Dichotomising law from morality in the context of Nigeria’s jurisprudence is very fatal as there is umpteen number of statutorily enacted legislations and constitutional provisions that give a lot of emphasis to some elements morality. Law is at one face and morality Is the other side of the coin of Nigerian Law, and a numberless legislations are enacted to give life and protect public morality from being endangered.

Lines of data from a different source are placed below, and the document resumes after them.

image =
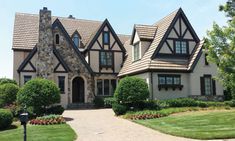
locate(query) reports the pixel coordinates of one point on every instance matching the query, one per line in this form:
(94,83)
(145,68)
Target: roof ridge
(175,11)
(59,17)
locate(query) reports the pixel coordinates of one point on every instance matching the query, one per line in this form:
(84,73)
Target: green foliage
(8,93)
(119,109)
(6,118)
(98,102)
(58,110)
(7,80)
(108,102)
(220,47)
(38,93)
(131,90)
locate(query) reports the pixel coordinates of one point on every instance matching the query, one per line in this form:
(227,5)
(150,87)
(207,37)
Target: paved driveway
(102,125)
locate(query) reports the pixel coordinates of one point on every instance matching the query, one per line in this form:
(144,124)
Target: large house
(87,58)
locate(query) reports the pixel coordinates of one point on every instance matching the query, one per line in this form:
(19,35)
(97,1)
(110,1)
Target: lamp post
(24,120)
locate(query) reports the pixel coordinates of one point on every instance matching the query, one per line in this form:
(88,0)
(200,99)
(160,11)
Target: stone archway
(78,90)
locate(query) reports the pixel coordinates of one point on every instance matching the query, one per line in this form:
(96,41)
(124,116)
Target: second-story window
(180,47)
(106,59)
(136,52)
(57,39)
(106,38)
(76,40)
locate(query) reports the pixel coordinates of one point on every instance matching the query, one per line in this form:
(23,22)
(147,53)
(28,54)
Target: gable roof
(99,31)
(147,62)
(26,27)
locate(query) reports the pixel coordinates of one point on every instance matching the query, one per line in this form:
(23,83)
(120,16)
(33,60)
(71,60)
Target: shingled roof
(26,28)
(147,63)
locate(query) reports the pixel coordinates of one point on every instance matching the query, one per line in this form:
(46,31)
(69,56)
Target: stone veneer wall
(77,67)
(44,63)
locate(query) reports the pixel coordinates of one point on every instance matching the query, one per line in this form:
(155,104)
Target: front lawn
(198,125)
(59,132)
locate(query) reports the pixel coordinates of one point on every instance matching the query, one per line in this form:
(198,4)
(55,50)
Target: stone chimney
(45,45)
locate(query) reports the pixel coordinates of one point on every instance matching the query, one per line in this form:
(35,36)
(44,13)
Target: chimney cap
(71,17)
(44,8)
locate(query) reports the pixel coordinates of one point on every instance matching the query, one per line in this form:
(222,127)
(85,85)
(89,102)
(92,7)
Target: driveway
(102,125)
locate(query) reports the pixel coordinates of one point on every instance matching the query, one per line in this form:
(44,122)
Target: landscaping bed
(59,132)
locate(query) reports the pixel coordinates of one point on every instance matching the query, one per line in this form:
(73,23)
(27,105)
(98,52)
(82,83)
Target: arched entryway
(78,90)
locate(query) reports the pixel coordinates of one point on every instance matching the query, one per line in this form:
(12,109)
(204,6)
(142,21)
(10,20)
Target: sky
(122,14)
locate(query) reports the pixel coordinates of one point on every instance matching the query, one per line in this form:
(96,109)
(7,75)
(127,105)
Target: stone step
(80,106)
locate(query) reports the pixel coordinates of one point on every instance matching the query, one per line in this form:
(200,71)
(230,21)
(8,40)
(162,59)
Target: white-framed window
(106,87)
(180,47)
(61,84)
(27,78)
(76,40)
(106,59)
(136,51)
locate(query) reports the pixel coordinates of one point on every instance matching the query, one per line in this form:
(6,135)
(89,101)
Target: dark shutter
(202,82)
(213,87)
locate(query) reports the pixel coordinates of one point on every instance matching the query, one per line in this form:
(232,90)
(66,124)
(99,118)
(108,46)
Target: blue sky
(122,14)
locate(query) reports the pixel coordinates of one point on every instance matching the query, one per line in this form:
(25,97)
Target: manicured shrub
(98,102)
(8,92)
(57,110)
(131,90)
(182,102)
(119,109)
(48,120)
(108,102)
(38,93)
(149,105)
(6,118)
(7,80)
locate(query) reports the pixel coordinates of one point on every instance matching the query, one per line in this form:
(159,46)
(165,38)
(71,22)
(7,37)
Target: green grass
(198,125)
(61,132)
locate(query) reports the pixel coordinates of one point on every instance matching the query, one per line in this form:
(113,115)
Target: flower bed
(48,120)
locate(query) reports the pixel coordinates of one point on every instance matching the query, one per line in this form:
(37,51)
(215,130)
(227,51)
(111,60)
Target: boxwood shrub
(6,118)
(109,101)
(38,93)
(8,92)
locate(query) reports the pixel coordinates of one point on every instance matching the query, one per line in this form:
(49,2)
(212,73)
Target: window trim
(57,39)
(29,76)
(111,92)
(106,65)
(172,85)
(61,77)
(133,51)
(108,33)
(187,46)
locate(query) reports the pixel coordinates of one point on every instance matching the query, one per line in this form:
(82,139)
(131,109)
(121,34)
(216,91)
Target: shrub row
(6,118)
(48,120)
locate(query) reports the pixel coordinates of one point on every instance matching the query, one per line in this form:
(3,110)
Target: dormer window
(57,39)
(136,52)
(180,47)
(76,40)
(106,38)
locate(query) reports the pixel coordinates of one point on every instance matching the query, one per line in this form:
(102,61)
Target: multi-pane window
(61,84)
(180,47)
(208,86)
(76,40)
(169,79)
(99,87)
(106,59)
(106,87)
(57,39)
(106,37)
(136,52)
(27,78)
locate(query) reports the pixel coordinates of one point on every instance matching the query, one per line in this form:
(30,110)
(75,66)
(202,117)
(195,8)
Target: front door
(78,90)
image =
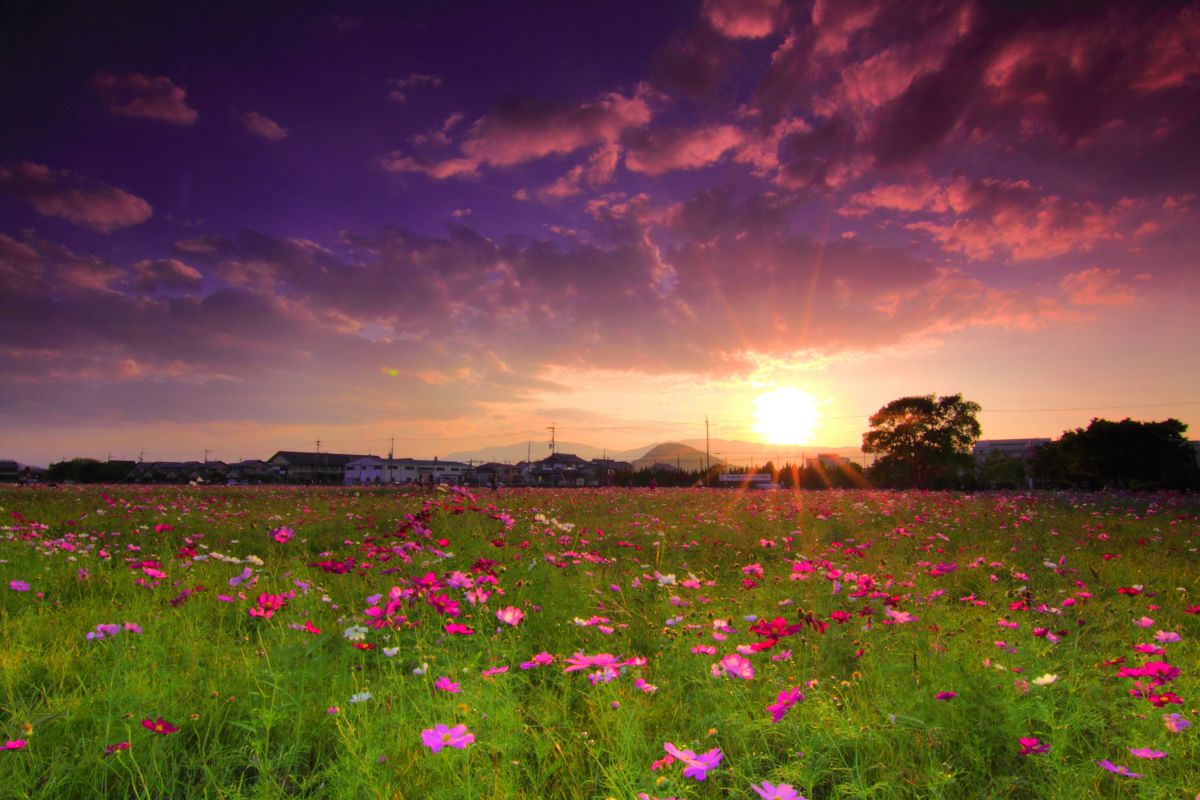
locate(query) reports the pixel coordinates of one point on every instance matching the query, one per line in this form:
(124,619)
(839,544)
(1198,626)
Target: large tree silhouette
(922,440)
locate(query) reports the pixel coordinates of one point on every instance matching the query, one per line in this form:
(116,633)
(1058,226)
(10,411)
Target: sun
(786,416)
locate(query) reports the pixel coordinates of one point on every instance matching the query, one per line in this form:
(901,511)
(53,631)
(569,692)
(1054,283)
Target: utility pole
(708,465)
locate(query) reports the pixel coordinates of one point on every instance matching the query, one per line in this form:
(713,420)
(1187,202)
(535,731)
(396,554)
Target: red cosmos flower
(159,726)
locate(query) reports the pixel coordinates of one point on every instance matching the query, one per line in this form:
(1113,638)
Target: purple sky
(245,227)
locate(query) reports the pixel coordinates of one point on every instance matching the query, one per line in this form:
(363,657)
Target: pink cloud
(166,274)
(744,18)
(144,96)
(60,193)
(525,130)
(598,170)
(670,149)
(990,217)
(263,126)
(1097,287)
(402,86)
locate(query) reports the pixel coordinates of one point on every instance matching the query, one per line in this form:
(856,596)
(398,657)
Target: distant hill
(539,450)
(675,453)
(688,452)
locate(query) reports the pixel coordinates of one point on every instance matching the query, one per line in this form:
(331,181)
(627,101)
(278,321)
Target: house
(495,473)
(297,467)
(1023,449)
(375,470)
(252,470)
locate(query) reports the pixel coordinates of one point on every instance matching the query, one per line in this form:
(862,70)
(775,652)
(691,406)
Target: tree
(922,441)
(1126,455)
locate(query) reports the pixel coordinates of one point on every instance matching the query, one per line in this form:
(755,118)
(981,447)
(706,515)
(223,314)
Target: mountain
(688,452)
(539,450)
(675,453)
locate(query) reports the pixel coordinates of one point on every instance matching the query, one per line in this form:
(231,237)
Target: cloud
(263,126)
(165,274)
(151,97)
(993,217)
(522,130)
(1097,287)
(402,86)
(670,149)
(61,193)
(743,18)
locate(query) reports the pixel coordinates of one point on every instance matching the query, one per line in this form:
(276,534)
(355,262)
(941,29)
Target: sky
(241,228)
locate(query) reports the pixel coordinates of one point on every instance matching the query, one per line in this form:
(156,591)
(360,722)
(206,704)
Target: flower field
(183,642)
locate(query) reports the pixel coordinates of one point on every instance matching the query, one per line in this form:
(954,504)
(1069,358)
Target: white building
(373,470)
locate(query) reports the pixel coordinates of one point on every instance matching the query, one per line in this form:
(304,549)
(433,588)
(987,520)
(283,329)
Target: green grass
(250,696)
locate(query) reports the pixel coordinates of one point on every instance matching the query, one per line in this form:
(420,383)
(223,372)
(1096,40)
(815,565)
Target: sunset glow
(437,228)
(786,416)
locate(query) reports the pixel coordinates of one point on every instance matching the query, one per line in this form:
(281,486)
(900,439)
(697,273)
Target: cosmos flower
(784,702)
(441,735)
(1146,752)
(1119,769)
(777,792)
(510,615)
(1175,722)
(695,767)
(447,685)
(733,665)
(159,726)
(1031,746)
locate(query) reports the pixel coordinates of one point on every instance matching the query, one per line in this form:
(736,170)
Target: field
(174,642)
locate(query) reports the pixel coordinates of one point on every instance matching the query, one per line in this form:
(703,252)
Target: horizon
(459,227)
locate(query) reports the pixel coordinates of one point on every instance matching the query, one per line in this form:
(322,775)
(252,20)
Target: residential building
(297,467)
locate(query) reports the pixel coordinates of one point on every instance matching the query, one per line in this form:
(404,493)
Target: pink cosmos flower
(1175,722)
(773,792)
(447,685)
(540,660)
(1146,752)
(510,615)
(1031,746)
(733,665)
(115,747)
(441,735)
(1119,769)
(695,767)
(159,726)
(784,702)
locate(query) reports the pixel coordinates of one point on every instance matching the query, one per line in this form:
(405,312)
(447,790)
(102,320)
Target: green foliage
(250,695)
(923,441)
(1127,455)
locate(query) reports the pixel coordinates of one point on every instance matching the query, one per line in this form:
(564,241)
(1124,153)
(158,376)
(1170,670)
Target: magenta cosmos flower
(439,737)
(695,767)
(510,615)
(1117,769)
(1030,746)
(733,665)
(784,702)
(159,726)
(773,792)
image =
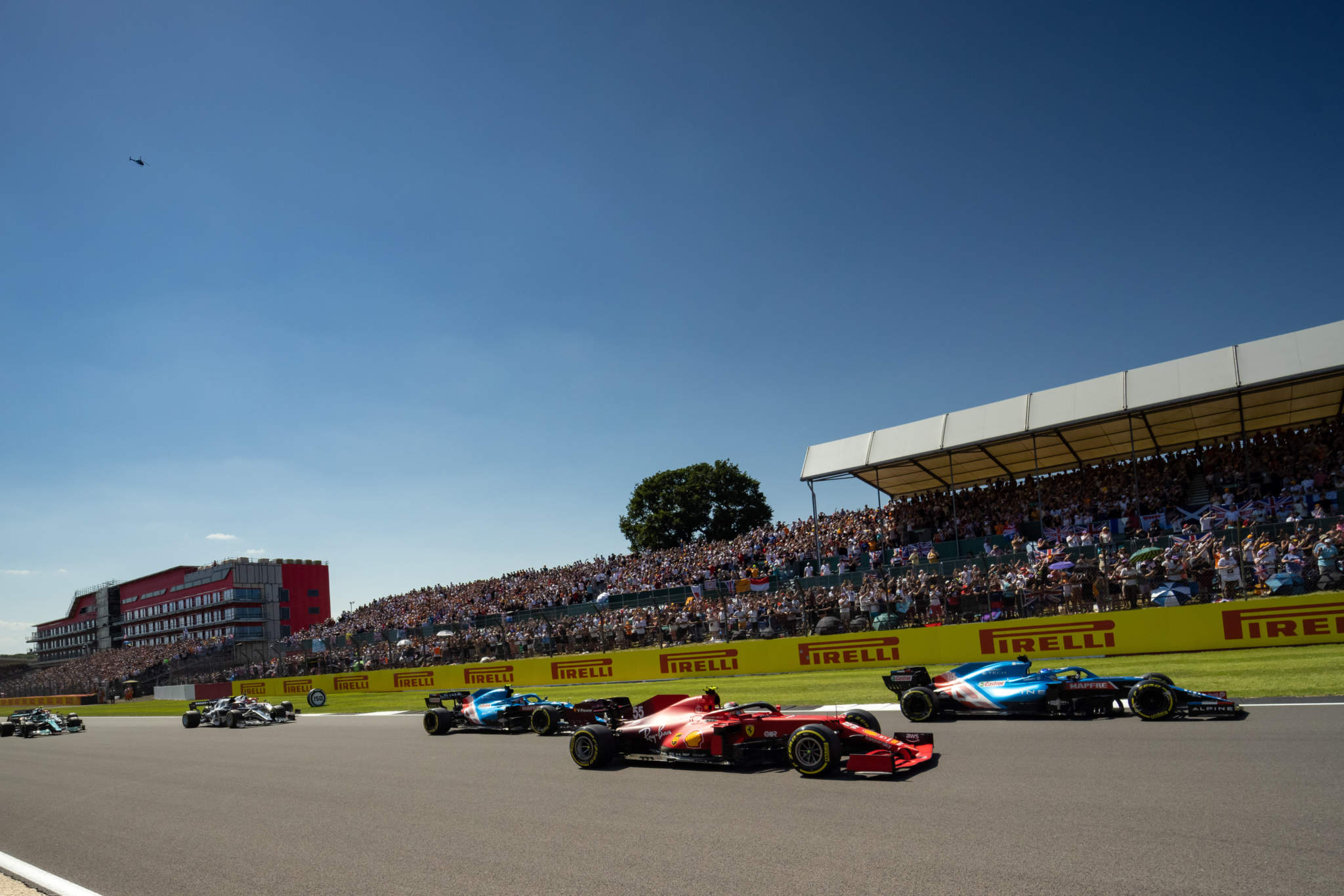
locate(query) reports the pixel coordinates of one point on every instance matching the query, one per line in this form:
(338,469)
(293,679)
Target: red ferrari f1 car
(704,731)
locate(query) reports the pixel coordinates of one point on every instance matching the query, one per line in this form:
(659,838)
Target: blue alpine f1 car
(33,723)
(1011,688)
(501,710)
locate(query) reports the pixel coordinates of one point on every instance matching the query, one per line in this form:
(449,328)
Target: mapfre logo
(822,653)
(423,679)
(1086,634)
(682,661)
(1284,622)
(490,676)
(578,669)
(350,683)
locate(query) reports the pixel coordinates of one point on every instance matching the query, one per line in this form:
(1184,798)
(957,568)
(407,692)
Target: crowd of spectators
(105,670)
(1305,469)
(1273,464)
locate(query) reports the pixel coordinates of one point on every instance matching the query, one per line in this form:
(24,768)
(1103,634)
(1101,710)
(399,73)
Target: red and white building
(241,600)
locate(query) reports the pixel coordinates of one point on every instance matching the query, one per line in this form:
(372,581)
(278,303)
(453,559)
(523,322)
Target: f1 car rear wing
(902,680)
(437,697)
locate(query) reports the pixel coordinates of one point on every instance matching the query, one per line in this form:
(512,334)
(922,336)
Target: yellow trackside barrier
(58,701)
(1213,626)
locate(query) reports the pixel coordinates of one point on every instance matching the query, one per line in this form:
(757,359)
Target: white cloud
(14,636)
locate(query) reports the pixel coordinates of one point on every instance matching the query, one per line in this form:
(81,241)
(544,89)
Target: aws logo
(490,675)
(820,653)
(297,685)
(579,669)
(684,661)
(1086,634)
(423,679)
(1284,622)
(350,683)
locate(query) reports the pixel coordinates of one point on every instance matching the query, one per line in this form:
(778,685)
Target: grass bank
(1267,672)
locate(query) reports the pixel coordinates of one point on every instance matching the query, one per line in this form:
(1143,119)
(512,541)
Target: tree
(713,501)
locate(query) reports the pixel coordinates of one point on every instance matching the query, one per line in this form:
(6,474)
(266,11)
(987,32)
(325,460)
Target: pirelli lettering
(690,661)
(1295,621)
(420,679)
(581,669)
(849,652)
(350,683)
(501,675)
(1076,634)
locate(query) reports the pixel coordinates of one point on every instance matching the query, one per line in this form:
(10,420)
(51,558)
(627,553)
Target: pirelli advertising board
(1218,626)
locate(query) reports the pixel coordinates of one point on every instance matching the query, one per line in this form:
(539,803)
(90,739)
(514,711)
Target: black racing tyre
(863,719)
(1152,701)
(919,704)
(815,750)
(438,720)
(593,747)
(546,720)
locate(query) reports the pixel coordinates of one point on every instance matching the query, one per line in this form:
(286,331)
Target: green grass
(1268,672)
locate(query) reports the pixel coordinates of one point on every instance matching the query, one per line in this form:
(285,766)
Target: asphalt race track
(348,805)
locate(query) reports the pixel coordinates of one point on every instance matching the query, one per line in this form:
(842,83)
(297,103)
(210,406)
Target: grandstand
(1278,383)
(1237,453)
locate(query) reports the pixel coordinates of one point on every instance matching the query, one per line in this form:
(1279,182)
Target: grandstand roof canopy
(1278,382)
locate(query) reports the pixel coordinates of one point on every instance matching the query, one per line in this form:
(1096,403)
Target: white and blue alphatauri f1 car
(237,712)
(1011,688)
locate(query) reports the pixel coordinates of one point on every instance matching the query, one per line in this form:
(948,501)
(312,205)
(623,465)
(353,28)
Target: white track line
(895,707)
(1292,704)
(38,878)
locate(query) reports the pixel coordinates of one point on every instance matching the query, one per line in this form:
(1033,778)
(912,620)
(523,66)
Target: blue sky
(424,291)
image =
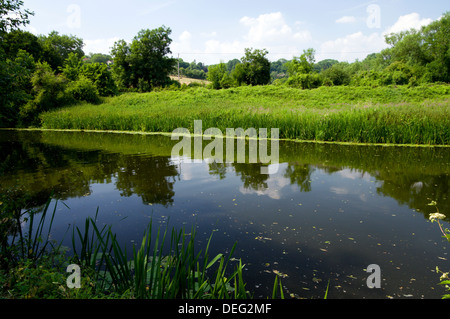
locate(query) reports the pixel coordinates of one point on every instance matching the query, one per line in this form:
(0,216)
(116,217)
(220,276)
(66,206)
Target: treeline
(40,73)
(414,57)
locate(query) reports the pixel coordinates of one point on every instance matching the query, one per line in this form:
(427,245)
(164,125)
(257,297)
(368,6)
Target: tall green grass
(180,272)
(166,265)
(398,115)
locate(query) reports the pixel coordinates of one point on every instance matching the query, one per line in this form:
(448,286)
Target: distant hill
(187,81)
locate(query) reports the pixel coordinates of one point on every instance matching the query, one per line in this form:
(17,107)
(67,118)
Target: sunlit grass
(398,115)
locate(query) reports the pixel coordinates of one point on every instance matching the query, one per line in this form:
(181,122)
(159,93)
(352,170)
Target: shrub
(83,89)
(48,93)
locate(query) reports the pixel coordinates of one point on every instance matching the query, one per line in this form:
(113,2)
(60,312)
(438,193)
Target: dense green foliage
(143,65)
(41,74)
(398,115)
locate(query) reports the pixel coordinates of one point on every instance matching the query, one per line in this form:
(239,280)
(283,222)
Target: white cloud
(99,45)
(408,22)
(267,31)
(358,45)
(351,47)
(346,19)
(271,28)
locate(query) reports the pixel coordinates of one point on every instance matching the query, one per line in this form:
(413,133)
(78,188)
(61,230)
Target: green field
(394,114)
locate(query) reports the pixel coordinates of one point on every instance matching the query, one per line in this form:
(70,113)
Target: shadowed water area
(328,213)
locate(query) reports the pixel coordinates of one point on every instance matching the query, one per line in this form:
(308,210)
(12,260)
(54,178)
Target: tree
(215,75)
(338,74)
(12,16)
(21,40)
(144,64)
(14,70)
(121,68)
(56,48)
(255,66)
(303,64)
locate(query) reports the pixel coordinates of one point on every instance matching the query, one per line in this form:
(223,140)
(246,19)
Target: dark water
(327,214)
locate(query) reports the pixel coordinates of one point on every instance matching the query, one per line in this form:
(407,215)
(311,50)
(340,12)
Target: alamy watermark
(374,16)
(374,280)
(74,280)
(74,19)
(214,151)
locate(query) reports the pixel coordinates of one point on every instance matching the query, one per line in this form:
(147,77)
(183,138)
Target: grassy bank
(166,265)
(398,115)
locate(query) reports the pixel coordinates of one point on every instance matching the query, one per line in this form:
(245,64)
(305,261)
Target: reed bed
(396,115)
(166,265)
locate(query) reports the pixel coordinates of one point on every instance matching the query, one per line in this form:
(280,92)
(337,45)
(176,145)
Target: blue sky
(214,31)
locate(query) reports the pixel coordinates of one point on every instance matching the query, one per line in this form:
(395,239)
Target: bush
(305,81)
(99,74)
(83,89)
(48,93)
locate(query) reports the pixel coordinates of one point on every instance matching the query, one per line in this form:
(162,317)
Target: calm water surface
(327,214)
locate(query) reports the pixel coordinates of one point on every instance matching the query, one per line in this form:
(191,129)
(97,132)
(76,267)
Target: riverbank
(383,115)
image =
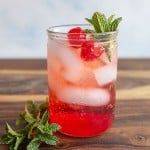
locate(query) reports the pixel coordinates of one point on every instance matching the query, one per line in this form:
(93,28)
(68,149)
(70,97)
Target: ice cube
(71,62)
(106,74)
(82,96)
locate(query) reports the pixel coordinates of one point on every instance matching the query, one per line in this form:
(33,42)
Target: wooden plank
(129,131)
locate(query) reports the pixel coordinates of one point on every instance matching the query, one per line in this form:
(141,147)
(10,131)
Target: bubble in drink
(72,65)
(106,74)
(82,96)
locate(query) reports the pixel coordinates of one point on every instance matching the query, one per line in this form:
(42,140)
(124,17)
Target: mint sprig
(103,24)
(34,129)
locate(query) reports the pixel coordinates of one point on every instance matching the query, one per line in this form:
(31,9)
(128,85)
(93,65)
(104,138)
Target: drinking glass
(81,92)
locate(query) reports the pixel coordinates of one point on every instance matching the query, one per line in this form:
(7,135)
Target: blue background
(23,24)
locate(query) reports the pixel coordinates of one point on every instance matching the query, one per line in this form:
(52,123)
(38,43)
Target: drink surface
(82,93)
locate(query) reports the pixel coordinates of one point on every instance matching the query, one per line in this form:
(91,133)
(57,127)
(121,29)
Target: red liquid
(82,121)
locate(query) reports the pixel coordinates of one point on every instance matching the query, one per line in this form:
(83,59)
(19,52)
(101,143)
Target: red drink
(81,86)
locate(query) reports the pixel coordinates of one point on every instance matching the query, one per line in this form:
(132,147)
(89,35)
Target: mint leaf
(34,144)
(103,24)
(35,130)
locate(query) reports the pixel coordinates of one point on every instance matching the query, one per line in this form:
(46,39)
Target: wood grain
(129,131)
(21,80)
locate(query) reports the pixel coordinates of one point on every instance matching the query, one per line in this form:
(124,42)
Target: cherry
(91,50)
(76,37)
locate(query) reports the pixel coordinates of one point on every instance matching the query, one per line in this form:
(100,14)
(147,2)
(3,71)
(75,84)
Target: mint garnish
(102,24)
(35,129)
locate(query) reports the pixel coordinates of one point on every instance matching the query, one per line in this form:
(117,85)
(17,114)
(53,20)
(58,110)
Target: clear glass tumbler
(81,90)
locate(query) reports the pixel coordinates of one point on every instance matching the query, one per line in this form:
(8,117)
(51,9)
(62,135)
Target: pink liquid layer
(81,121)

Our laws in Nigeria are a reflection of our morals, norms and values. Nigeria’s constitution guarantees the right to personal liberty, the right to private and family life, freedom of association and in the chapter four of the 1999 constitution, the same constitution that donates these rights to individuals has robbed them of the efferonteny from injuring public morality. While exercising their rights, likeu the enactment of the same sex marriage (prohibition) Act 2014, the criminalisation and prohibition of the registration of gay clubs, societies, organizations, their sustenance, processions and meetings, the criminalisation of indecent exposure with the intent of causing distress or sexual temptation through the exposure of one’s genital organs by section 26 of the violence Against persons prohibition Act 2015, the enactment of various Anti corruption laws, provisions of National Ethics, prohibition of marriages between persons within the degree of consanguinity section 3 (1) (9) is also an element of morality in Nigeria, so also the Supreme court in Mudashiru V. Onyeanu held that “the court will do justice even where the law or statute does not specifically provides for such a situation…” So also the English case of Shaw V. DPP where Shaw was paid by some prostitutes to display their nudes or private parts to the public and the court convicted him for the offence of “Conspiracy to corrupt public morals”. In the English case of KNULLEE V. DPP, the court cited the earlier case and held the two consenting adults who engage in the act of homosexuality in the secret of their homes, the law will not frown at them but when it comes to advertising such an act, then it’s a means of “Corrupting Public morals”. LORD COKE state obiter that “Society tends to disintegrate faster in the face of moral decadence than it does in the case of external aggression….”

It is on this note that we have to pause with a retrospective glance as to where we are coming from and the journey ahead, as we are the architects of our lifestyle, but shaped by common reasoning and with recourse to our ancestors and modern modus operandi.